Was aber hindert uns denn daran, dass wir uns einem Gegenüber öffnen? Die 1. Lesung erwähnt es: Angst und Furcht. Daher auch der Aufruf: „Sprecht zu den Verzagten. Seid stark, fürchtet euch nicht! Seht da, euer Gott!“.
Das Evangelium möchte uns auch auf dieselbe Spur verweisen.
Es geht darum das Verschlossene aufzubrechen.
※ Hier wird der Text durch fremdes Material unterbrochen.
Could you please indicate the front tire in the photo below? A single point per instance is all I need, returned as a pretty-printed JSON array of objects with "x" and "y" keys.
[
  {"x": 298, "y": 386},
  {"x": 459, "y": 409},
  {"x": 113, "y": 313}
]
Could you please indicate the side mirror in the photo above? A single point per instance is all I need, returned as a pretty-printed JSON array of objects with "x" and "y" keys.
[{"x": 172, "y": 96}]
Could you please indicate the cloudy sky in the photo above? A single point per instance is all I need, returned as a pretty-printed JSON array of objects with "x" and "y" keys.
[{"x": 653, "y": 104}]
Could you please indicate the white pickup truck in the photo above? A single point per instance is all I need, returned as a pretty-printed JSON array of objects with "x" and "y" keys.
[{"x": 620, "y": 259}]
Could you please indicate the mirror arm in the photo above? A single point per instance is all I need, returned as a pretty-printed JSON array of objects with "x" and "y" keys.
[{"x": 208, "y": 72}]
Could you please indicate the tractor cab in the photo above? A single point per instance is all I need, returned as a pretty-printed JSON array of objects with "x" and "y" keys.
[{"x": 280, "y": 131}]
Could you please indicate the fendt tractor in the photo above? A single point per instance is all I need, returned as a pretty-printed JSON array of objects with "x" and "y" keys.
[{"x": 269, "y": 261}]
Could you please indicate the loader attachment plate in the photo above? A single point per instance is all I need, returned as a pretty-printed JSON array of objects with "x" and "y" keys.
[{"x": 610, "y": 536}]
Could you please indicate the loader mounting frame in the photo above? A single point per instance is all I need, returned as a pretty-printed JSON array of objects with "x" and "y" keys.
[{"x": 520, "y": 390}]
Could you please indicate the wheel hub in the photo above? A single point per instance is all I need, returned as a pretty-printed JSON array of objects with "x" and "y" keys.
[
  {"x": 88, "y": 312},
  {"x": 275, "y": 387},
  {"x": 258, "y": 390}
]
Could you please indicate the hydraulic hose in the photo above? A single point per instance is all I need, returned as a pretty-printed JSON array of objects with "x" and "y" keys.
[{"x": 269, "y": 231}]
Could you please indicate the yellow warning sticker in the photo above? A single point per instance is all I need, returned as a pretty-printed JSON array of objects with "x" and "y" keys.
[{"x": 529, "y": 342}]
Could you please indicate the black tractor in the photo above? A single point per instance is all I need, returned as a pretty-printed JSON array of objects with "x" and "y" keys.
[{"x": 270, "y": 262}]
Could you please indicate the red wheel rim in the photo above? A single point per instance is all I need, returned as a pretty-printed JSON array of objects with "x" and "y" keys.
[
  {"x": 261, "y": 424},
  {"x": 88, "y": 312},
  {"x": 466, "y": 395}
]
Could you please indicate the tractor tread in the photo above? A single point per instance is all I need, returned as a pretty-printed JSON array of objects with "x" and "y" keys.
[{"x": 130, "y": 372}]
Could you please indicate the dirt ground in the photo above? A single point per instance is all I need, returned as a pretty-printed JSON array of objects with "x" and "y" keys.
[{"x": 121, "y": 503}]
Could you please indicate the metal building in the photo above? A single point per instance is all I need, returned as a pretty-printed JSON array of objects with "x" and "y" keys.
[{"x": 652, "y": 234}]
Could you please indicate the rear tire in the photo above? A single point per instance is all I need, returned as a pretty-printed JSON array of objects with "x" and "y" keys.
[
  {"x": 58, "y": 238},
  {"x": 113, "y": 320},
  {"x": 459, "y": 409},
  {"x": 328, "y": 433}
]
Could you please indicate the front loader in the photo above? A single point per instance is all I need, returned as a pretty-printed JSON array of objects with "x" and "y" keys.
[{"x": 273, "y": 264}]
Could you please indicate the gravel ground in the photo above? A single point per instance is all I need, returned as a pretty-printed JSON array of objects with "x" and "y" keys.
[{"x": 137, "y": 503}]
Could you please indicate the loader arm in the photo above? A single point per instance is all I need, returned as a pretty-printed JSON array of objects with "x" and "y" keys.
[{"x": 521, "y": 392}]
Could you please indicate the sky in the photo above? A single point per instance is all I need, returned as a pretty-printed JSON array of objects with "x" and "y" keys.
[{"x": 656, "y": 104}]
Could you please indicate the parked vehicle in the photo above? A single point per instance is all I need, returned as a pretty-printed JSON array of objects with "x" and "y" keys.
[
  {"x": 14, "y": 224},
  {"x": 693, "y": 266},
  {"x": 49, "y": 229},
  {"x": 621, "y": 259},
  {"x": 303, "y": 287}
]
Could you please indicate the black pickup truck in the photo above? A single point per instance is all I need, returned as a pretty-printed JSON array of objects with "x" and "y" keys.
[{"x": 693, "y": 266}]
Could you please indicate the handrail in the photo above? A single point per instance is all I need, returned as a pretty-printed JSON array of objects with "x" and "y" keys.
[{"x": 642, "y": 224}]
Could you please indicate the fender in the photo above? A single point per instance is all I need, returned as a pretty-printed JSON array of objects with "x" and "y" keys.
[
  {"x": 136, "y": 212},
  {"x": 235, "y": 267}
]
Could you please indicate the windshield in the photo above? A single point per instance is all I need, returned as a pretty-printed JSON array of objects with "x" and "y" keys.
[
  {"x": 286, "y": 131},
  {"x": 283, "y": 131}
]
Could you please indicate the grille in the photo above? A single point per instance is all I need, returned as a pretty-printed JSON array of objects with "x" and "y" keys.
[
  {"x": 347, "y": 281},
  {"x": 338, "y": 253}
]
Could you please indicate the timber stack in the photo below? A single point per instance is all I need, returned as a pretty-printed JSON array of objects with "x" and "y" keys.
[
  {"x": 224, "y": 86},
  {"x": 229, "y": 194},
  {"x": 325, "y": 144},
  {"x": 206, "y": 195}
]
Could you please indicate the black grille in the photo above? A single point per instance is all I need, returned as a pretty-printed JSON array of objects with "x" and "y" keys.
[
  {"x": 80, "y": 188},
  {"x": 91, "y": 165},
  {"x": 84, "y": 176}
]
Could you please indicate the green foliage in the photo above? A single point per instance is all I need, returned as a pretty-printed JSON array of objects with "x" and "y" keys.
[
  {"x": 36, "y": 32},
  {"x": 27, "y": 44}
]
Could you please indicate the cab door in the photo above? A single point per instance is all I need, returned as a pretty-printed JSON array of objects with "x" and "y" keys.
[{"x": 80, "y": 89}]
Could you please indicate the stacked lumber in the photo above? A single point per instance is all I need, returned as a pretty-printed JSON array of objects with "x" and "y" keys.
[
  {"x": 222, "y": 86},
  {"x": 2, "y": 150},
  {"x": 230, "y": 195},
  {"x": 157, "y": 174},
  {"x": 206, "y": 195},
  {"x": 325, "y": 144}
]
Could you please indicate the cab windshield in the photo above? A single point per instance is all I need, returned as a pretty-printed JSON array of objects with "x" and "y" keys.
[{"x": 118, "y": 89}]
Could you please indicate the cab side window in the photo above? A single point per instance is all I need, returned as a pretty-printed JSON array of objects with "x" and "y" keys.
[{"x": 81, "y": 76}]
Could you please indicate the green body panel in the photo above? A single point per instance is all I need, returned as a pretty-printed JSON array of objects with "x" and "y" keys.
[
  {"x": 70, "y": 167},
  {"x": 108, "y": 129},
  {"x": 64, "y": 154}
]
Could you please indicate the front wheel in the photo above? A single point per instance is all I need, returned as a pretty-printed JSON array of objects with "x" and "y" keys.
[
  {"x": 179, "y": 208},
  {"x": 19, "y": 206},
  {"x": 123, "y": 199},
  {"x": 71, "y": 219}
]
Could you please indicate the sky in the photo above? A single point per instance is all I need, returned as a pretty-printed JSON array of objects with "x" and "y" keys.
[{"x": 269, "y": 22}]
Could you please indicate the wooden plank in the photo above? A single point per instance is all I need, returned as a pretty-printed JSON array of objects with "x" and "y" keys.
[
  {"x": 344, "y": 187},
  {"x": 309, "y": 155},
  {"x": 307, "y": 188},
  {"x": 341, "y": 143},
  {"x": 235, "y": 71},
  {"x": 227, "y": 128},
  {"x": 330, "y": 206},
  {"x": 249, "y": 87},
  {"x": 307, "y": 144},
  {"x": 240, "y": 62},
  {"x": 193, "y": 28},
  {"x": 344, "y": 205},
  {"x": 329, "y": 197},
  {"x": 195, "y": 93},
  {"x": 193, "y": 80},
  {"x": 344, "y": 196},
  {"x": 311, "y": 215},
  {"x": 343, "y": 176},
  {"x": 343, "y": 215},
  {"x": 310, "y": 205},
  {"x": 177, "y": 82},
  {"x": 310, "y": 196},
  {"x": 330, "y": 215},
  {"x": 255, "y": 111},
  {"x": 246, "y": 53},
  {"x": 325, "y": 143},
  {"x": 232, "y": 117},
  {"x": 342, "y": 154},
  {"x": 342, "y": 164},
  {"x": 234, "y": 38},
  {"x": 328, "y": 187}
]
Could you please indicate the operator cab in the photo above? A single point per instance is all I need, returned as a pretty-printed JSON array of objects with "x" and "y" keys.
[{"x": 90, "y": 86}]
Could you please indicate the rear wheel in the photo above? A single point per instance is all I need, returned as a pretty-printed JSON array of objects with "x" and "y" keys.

Öffne dein Herz für die Wirklichkeiten des Lebens. Höre einfach zu.
Wer zuhören kann, der ist auch imstande etwas zu sagen.
Dem Tauben gibt Jesus wieder sein Gehör, dem Stummen die Sprache und wer Gespräche führen kann, der trifft auch das Herz.
Das Evangelium lädt ein, bei uns selbst nachzusehen, wo wir gehörlos oder sprachlos geworden sind.
Höre genau hin, was dir Gott oder dein Nächster sagt, dann wird sich allmählich die Zunge von ihrer Fessel befreien können, um wirkliche Begegnung zu ermöglichen.
Die Menschen im Evangelium, sie haben Vertrauen in die heilende Kraft Jesu und die heilenden Kräfte des Glaubens, unseres Glaubens, können viel in Bewegung setzen, Hoffnung erzeugen, sodass es zu einer positiven Lebenseinstellung kommen kann. Mensch und Schöpfung sollen gesund und heil werden. Gott spricht zu uns „Höre auf dein Herz, wie es schlägt, wie es weint, wie es lacht“, um es auch für andere zu öffnen.
Legen wir heute alles was uns bedrückt und geheilt werden soll mit den Gaben von Brot und Wein auf den Altar und bitten wir darum, das alles was wir vor Gott hintragen in Licht und Heil umgewandelt wird, damit auch wir mit den Menschen des Evangeliums sagen können. Er, Jesus, hat alles gut gemacht. AMEN.